Climate Change Threatens Fish Supply: Tiny Phytoplankton, Big Consequences
Researchers, including Dr Angus Atkinson of the Plymouth Marine Laboratory and Dr Axel Rossberg of Queen Mary University of London, have discovered a hidden amplifying mechanism within the ocean’s food web. Their findings reveal that when climate warming reduces phytoplankton levels by just 16-26% (as projected by global models in regions like the North Atlantic), the carrying capacity for fish plummets by 38-55%.
Global-scale computer models tend to agree that there will be a decline in phytoplankton in low and mid latitudes as the water warms and the surface layers become insulated from the supply of nutrients from below. In the North Atlantic, for example, plankton have already declined over the last 50 years. However, what happens further up the food web – up to the stocks of commercially exploited fish – is far from clear. Some models suggest little change in fish and others project a major decline and importantly, the mechanisms vary greatly from model to model. These discrepancies show that we are still far from knowing how these food webs work.
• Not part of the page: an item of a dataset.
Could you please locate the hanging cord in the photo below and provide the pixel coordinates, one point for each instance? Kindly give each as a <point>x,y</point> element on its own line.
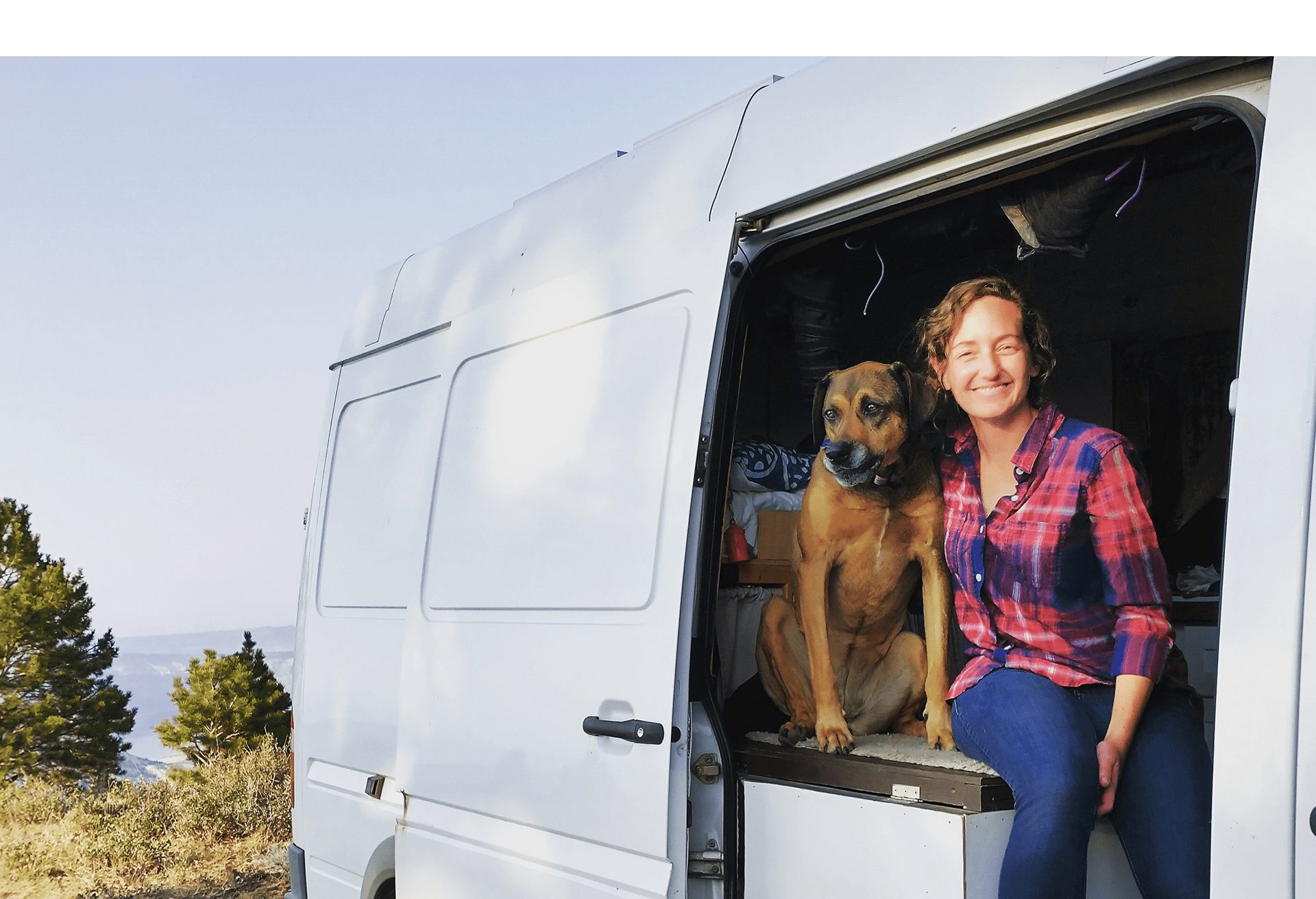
<point>879,280</point>
<point>1137,190</point>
The new study provides a fresh, independent, and relatively simple approach, based on field data rather than computer simulations. The team looked at the size structure of plankton directly. The relative abundance of small and large organisms provides a handy, direct measure of how efficiently the food web transmits energy from the smallest phytoplankton up to fish. By compiling a large global database on marine and freshwater plankton size structure, the team were able to tease out the factors that dictated food web efficiency.
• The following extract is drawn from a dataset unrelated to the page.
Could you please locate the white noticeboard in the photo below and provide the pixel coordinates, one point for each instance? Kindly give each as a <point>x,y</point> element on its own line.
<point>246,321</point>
This amplification effect hinges on a surprising twist: temperature, often blamed for food web disruptions, appears to play a secondary role. Instead, the key driver is the overall amount of phytoplankton, which governs how efficiently energy flows from tiny plankton to larger fish. Warming oceans, the study reveals, impact fish indirectly, by reducing nutrient supply from deeper waters, ultimately shrinking phytoplankton size, and hindering energy transfer throughout the food web.
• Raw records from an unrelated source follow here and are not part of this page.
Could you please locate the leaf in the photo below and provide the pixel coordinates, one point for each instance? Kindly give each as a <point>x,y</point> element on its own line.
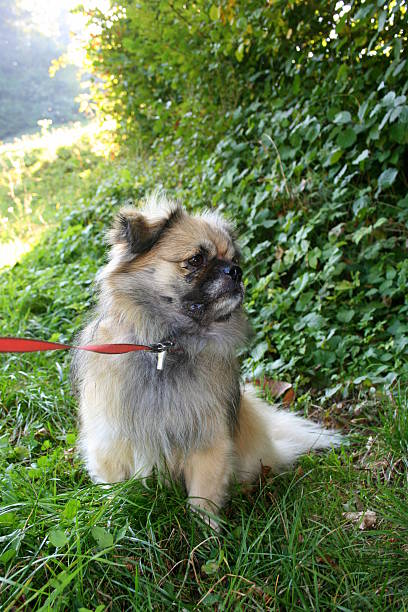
<point>335,156</point>
<point>239,53</point>
<point>277,388</point>
<point>386,179</point>
<point>259,351</point>
<point>363,155</point>
<point>71,508</point>
<point>57,538</point>
<point>345,315</point>
<point>102,537</point>
<point>363,520</point>
<point>215,12</point>
<point>360,233</point>
<point>346,138</point>
<point>342,118</point>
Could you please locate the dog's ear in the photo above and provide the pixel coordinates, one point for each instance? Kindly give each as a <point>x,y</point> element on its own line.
<point>138,232</point>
“Our global analysis sheds light on a hidden vulnerability,” says Dr Atkinson. “We were surprised to find temperature didn’t directly affect food web efficiency. Instead, we see ecosystems adapting to warming by changing plankton size. This suggests the main threat comes from reduced nutrient supply, leading to smaller plankton, longer food chains, and inefficient foraging.”
While this finding may seem counterintuitive, Dr Rossberg explains the broader context: “Close to shore or in lakes, excess nutrients from land can cause imbalances like harmful algal blooms. But at the vast scales relevant to climate change, it’s the lack of nutrients from deeper waters that becomes the major bottleneck.”
The study underlines the urgency of factoring climate change into fisheries management. “Global averages can mask the true picture,” explains Dr Atkinson. “Some of the most significant projected declines are in areas with concentrated fishing activities.”
This research calls for a multi-pronged approach to ensure sustainable fisheries in the face of climate change. “We need a combination of data on plankton size structure and sophisticated computer simulation models to design truly ‘climate-smart’ ocean protection strategies,” concludes Dr Rossberg. “By understanding the hidden amplifiers within the food web, we can better safeguard the future of our oceans and the vital resources they provide.”